The game displays three status reports below the narration text and choices: depression level, whether the character is or is not currently seeing a therapist, and whether or not the character is currently taking medication for depression. The last two are fairly self-explanatory. The first status display shows how depressed the character is and what the consequences and symptoms of that level of depression are. However, the dumb thing is that the game starts limiting your choices as you get more depressed but does not give you any hints as to how to reduce depression levels. Instead of giving you any kind of direction, it makes you figure it out on your own through trial and error. As mentioned previously, maintaining low levels of depression gives the player more choices in several of the scenarios while allowing the depression level to rise reduces the number of choices available. This sucks, because if the player wants to do anything remotely cool like make the character bang his/her girlfriend or just keep functioning like a human being, he or she has to figure out how to lower the depression level. Otherwise, the choices wind up basically boiling down to “curl up in a ball” or “try and do something and end up curled in a ball.” Picking a choice takes the player to a new page with another chunk of narration and the cycle begins anew. The choices the player makes in response to the character’s situations influences the protagonist’s depression level. At the end of the game, the character’s depression level affects what ending the player gets. The endings range from a totally hopeless one where the character seems trapped by his/her own brain and cannot seem to do anything right, to an ending where the character does not have much figured out but is maintaining control and has reason to hope for better days in the future, to one where the character is getting treatment, steadily improving, and looks forward to the days to come. However, each ending makes sure to include that the character is still going to have to fight his/her depression, even on the “best” ending. This is an obvious sequel hook, which reveals an amazing amount of arrogance and idiocy from the developers, who clearly had no idea that a game this bad had no hope for any continuation. Why else would they bring up that sort of detail if they were not sequel-baiting?
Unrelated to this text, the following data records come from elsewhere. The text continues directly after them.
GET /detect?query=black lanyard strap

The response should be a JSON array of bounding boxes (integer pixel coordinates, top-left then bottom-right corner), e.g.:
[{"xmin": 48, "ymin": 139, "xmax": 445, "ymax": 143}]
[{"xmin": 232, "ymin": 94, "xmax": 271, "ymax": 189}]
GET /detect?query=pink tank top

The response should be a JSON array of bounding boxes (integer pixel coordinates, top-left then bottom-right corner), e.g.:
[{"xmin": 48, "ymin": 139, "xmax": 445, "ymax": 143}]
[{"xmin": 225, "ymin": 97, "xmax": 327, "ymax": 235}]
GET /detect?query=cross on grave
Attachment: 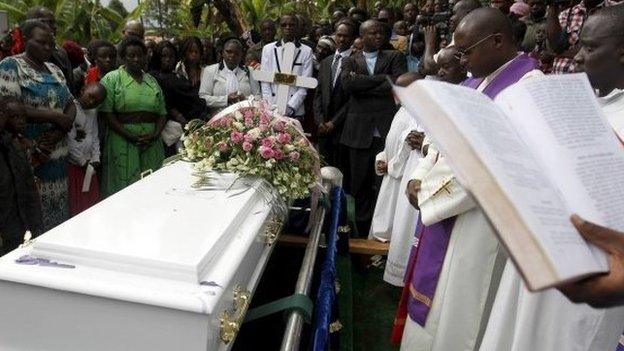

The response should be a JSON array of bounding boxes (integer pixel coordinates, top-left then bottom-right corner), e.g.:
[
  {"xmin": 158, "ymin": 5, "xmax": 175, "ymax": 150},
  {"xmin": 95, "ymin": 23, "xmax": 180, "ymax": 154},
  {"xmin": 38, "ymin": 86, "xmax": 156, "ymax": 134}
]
[{"xmin": 251, "ymin": 42, "xmax": 318, "ymax": 115}]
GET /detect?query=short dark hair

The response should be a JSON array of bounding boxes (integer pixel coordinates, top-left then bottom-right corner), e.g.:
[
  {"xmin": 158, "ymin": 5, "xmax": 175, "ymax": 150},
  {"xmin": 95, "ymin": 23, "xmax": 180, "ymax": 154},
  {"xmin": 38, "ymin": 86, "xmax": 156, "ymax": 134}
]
[
  {"xmin": 87, "ymin": 39, "xmax": 117, "ymax": 61},
  {"xmin": 221, "ymin": 36, "xmax": 246, "ymax": 53},
  {"xmin": 119, "ymin": 35, "xmax": 147, "ymax": 58},
  {"xmin": 334, "ymin": 17, "xmax": 358, "ymax": 37},
  {"xmin": 149, "ymin": 40, "xmax": 178, "ymax": 71},
  {"xmin": 20, "ymin": 19, "xmax": 52, "ymax": 40}
]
The only good thing about this travesty is that it features a “pay what you want” system that includes a “play for free” option, so curious or masochistic players who are not driven away by how bad the game is at least do not have to pay for the privilege of experiencing this garbage firsthand. The graphics and sound design are bad, the mechanics are old, unoriginal, and stupid, the plot is boring, the main character is a loser and the rest of the characters are not much better, and above all, nothing happens. Games should be all about having fun, causing wanton destruction without any need to worry about the consequences and getting to be better and cooler than one actually is in real life. Gamers should be allowed to sit down at a keyboard or pick up a controller and just have a good time, make things explode and die and get arbitrary rewards for following a clear set of directions. They should be able to enjoy themselves without being burdened with stuff like reality or better connecting to and empathizing with their fellow human beings through a gradual but sobering interactive explanation of an often misunderstood legitimate mental disorder. All this stupid maturity, accuracy, and sincerity has no place in the gaming world and gamers who value their ability to really enjoy a game should unite to bazooka, machine gun, flamethrower, and stab this simplistic, entirely human piece of crap out of existence.